Nuestras horas únicas y particulares: secretos compartidos aun en la distancia. Cuando dudo me
ayudan a encontrar la mejor solución. Incluso tus silencios me hablan de lo que
piensas. Sabes como hacerme reflexionar si temes que me equivoque. Tu recuerdo
alivia la inmensidad del mundo y me ayuda también a ver mejor las cosas. Tu historia
estará siempre entrelazada con la mía. Se de tus recuerdos queridos y conoces
mis tristezas ocultas. Relatándonos el pasado hemos mirado hacia el futuro.
Compartir lo que he sufrido y también aquello que aun somos felices y nos da
mas deseos de continuar. A veces recurro a ti no
para contarte, ni para preguntarte… Simplemente, cuando me agobia la tristeza,
cuando siento que a mí alrededor todo se vuelve hostil y contrario, necesito
que estés a mi lado.
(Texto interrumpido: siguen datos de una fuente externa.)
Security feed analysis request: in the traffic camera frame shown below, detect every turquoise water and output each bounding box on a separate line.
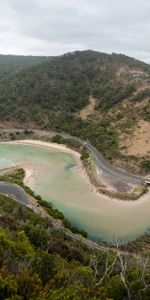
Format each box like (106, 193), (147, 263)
(0, 144), (150, 242)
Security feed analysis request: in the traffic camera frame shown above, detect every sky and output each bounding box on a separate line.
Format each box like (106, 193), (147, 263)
(0, 0), (150, 63)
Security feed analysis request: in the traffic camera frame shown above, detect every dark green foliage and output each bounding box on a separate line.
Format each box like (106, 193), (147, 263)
(0, 50), (150, 158)
(141, 159), (150, 172)
(0, 195), (150, 300)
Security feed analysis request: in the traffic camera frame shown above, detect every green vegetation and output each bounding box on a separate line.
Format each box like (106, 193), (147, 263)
(0, 50), (150, 159)
(141, 159), (150, 172)
(0, 168), (87, 237)
(0, 195), (150, 300)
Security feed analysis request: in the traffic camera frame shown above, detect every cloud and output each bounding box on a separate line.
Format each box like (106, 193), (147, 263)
(0, 0), (150, 62)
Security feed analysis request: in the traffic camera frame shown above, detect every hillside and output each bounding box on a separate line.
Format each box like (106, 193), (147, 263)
(0, 195), (150, 300)
(0, 55), (49, 79)
(0, 50), (150, 172)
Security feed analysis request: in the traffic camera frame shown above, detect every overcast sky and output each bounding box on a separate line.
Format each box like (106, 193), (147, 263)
(0, 0), (150, 63)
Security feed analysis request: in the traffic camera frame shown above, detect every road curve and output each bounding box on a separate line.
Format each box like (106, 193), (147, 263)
(1, 128), (146, 185)
(0, 182), (110, 252)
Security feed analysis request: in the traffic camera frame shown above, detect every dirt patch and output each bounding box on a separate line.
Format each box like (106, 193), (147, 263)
(120, 121), (150, 157)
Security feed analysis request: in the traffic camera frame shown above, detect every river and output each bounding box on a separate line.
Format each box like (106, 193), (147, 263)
(0, 143), (150, 243)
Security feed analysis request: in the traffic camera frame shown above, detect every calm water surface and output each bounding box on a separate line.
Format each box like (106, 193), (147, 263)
(0, 144), (150, 242)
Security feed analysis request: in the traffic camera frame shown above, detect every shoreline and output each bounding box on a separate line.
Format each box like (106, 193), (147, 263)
(1, 139), (150, 205)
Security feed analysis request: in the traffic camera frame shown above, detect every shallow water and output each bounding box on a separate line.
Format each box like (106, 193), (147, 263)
(0, 144), (150, 242)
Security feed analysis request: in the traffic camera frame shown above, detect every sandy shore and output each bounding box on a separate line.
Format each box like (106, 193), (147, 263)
(4, 140), (150, 205)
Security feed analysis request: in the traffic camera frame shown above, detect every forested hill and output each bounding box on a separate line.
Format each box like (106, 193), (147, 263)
(0, 54), (49, 79)
(0, 50), (150, 165)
Nada ni nadie podría suplantar tu presencia en mi vida. Quisiera
encontrar las palabras justas para expresarte lo importante que eres para mí,
porque tu confianza tiene sobre mi alma un “efecto especial”. El efecto
positivo que solo el cariño embellece y magnifica. Ahora, por
medio de estas palabras, te estrecho en un abrazo emocionado. Y te digo una vez
más que, pase lo que pase, puedes contar conmigo. Porque no importa dónde estés
ni el tiempo que transcurra: vives en mi corazón para siempre cariño mío. Mil besos.